Watts lived at a time of transition in church music. The transition was over whether to use new humanly composed hymns or stick with singing the psalms of David. Metrical psalters were introduced in England as a more Biblical form of singing than Lutheran hymns. Watts complained that Old Covenant themes were being sung by New Covenant people. Perhaps he had a point!

In Watts’s day this was a very divisive issue. Diversion from the metrical psalms was considered heretical. Watts worked to change it. In doing so tempers often flared, church members raged, and congregations split over the song service. When Watts wrote, “Join in a song with sweet accord” he was preaching to his own people because there was very little of sweet accord in singing!

In some churches a compromise was reached. Metrical psalms would be sung in the early part of the service. Humanly composed hymns were used at the end of a service at which point some people would leave or refuse to sing at all. People felt the tension between old songs and new songs like we do today!

Isaac Watts’s “new songs” (now old) were not universally accepted in his own day. The mere fact that they were humanly composed was enough to anathematize them.
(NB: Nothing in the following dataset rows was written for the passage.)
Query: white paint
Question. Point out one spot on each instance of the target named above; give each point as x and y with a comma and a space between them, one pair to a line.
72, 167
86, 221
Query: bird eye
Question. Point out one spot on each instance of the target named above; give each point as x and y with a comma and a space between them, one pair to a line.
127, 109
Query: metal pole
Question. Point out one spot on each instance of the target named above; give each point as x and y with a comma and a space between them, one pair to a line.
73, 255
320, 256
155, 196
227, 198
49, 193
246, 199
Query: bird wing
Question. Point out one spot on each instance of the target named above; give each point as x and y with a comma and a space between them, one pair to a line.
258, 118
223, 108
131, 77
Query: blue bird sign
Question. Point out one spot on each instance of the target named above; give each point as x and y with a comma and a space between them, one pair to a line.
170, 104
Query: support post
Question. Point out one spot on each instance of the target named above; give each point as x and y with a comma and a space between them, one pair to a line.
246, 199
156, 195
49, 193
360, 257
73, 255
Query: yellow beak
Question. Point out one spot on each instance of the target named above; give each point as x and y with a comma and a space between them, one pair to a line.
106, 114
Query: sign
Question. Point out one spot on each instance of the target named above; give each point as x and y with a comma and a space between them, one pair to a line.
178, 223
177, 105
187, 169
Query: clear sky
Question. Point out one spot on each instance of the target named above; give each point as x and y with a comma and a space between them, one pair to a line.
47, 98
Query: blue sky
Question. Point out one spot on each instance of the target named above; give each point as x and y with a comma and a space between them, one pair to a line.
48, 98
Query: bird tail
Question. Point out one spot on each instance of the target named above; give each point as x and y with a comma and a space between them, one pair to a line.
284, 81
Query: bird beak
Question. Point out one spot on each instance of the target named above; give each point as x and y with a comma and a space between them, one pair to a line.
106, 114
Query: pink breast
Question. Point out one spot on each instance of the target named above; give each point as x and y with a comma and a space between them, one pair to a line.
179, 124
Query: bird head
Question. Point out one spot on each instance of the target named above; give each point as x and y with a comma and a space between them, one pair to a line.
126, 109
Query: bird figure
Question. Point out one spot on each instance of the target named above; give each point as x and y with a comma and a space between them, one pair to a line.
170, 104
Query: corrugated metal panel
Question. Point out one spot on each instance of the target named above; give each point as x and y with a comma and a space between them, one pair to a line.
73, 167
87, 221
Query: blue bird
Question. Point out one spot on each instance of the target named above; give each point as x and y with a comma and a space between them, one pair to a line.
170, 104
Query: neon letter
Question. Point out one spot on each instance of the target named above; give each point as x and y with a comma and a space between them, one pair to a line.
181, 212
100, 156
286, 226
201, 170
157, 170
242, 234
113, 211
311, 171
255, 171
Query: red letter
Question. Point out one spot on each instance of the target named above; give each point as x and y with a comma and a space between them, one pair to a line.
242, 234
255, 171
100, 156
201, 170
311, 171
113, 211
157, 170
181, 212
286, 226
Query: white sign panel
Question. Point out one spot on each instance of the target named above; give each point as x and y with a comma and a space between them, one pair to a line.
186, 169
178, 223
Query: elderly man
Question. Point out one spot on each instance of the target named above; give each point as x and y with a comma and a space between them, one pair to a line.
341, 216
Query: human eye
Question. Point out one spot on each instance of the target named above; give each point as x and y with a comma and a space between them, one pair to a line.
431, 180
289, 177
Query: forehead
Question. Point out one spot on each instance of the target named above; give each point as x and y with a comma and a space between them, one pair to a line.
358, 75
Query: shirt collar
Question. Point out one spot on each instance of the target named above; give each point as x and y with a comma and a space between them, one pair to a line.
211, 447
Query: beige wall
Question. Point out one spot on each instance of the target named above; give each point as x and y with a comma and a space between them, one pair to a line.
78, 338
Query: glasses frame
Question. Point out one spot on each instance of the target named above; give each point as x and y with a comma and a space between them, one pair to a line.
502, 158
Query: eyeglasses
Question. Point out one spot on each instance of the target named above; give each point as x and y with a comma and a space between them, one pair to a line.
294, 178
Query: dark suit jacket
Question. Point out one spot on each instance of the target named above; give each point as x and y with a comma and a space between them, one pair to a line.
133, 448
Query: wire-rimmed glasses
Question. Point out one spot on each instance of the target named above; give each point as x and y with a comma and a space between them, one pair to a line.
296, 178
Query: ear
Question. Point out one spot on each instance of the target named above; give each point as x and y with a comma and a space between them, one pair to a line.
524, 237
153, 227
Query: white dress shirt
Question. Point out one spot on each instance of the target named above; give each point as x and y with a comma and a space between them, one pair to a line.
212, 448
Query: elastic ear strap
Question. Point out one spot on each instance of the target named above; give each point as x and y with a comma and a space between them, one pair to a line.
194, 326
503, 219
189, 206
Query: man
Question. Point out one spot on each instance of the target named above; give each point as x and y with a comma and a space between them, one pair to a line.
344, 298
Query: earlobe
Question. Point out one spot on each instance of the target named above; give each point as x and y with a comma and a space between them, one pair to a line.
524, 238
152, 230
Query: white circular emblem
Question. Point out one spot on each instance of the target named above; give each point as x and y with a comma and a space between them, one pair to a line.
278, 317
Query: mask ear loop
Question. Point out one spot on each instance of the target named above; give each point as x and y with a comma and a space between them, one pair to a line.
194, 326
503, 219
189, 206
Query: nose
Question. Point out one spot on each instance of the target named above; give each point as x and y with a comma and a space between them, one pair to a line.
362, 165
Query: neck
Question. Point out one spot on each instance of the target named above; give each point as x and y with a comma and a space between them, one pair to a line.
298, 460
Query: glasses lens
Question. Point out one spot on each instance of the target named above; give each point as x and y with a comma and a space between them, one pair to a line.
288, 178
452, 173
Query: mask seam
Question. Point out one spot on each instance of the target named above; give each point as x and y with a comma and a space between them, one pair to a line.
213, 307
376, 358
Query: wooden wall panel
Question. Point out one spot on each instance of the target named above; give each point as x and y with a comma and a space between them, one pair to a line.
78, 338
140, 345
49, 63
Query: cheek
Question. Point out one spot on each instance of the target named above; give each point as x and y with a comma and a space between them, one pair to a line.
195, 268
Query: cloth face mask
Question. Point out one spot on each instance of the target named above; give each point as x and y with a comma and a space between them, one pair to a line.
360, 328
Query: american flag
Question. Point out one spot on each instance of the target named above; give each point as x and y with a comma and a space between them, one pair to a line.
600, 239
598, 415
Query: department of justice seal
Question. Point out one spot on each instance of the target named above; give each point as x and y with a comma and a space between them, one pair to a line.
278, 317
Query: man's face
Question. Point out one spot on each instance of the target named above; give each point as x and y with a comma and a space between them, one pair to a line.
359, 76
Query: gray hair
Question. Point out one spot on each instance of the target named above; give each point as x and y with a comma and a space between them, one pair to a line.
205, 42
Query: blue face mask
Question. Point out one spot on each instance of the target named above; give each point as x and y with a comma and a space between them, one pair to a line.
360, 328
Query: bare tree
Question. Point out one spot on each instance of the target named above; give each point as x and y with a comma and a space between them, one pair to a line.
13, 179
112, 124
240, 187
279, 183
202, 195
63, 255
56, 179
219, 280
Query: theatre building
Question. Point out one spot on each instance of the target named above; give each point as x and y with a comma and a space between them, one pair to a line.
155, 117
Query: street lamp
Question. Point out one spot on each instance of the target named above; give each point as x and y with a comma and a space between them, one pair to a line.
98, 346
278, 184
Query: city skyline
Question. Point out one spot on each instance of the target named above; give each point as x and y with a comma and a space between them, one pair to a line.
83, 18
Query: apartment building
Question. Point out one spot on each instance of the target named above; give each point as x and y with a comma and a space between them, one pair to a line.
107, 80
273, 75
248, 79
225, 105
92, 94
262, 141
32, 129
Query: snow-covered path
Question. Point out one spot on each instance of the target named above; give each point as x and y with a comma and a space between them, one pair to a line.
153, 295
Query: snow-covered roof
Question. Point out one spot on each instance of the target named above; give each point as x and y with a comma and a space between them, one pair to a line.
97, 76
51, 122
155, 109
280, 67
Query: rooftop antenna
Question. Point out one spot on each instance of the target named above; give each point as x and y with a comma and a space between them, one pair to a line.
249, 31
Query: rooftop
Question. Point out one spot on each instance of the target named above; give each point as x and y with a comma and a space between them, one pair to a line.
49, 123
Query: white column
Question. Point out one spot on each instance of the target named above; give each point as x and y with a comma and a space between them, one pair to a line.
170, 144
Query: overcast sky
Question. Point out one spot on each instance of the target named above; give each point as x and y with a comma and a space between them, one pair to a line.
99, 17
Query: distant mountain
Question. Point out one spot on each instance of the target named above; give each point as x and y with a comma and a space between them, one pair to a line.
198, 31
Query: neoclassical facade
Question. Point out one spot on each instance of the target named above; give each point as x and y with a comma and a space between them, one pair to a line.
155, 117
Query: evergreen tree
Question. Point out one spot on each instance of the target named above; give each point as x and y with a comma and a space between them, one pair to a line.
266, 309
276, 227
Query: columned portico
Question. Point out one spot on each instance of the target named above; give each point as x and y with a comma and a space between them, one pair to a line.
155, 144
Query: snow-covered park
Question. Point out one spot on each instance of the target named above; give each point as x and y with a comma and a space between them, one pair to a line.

They were “uninspired” as opposed to the psalms of David, and were, in large measure, opposed for that reason.

Isaac Watts began writing hymns basically by accident. He once complained to his father that by singing only the psalms they were missing much New Testament truth. His father suggested that he write something better. The next Sunday he presented his first hymn: “Behold the Glories of the Lamb” when he was just a teenager. He wrote 700 hymns in his lifetime.

Something else that Watts did resulted in what we know today as congregational singing. The old style of singing was called “lining/parceling out.”  The song leader, or “clerk,” would read or sing one line of a psalm which would then be sung by the entire congregation. This was done because hymnbooks were expensive, and many worshipers did not know how to read. Watts wanted the congregation to sing one line after another, the way we do today. Watts’s method was condemned as the “new way,” but the new way prevailed.

The opening line, “Come we that love the Lord” is thought to have addressed his critics, detractors and people who refused to sing humanly devised hymns. To his muted objectors he wrote, “Let those refuse to sing who never knew our God; but children of the heavenly King may speak their joys abroad.” Can you see the two camps to which Watts alluded? Those who “refuse to sing who never knew our God.” The “children of the heavenly King may speak their joys abroad.”

This hymn appeared in 1707 under the title, “Heavenly Joy on Earth.” Today, we use only four of its original ten stanzas, and in some places the wording has been changed. Robert Lowrey wrote the present tune and refrain in 1867 (some say 1869).

In my mind this hymn reflects the following passages:

“And the ransomed of the LORD shall return and come to Zion with singing; everlasting joy shall be upon their heads; they shall obtain gladness and joy, and sorrow and sighing shall flee away” (Isaiah 35:10).

“And the ransomed of the LORD shall return and come to Zion with singing; everlasting joy shall be upon their heads; they shall obtain gladness and joy, and sorrow and sighing shall flee away” (Isaiah 51:11).

“But you have come to Mount Zion and to the city of the living God, the heavenly Jerusalem, and to innumerable angels in festal gathering” (Hebrews 12:22).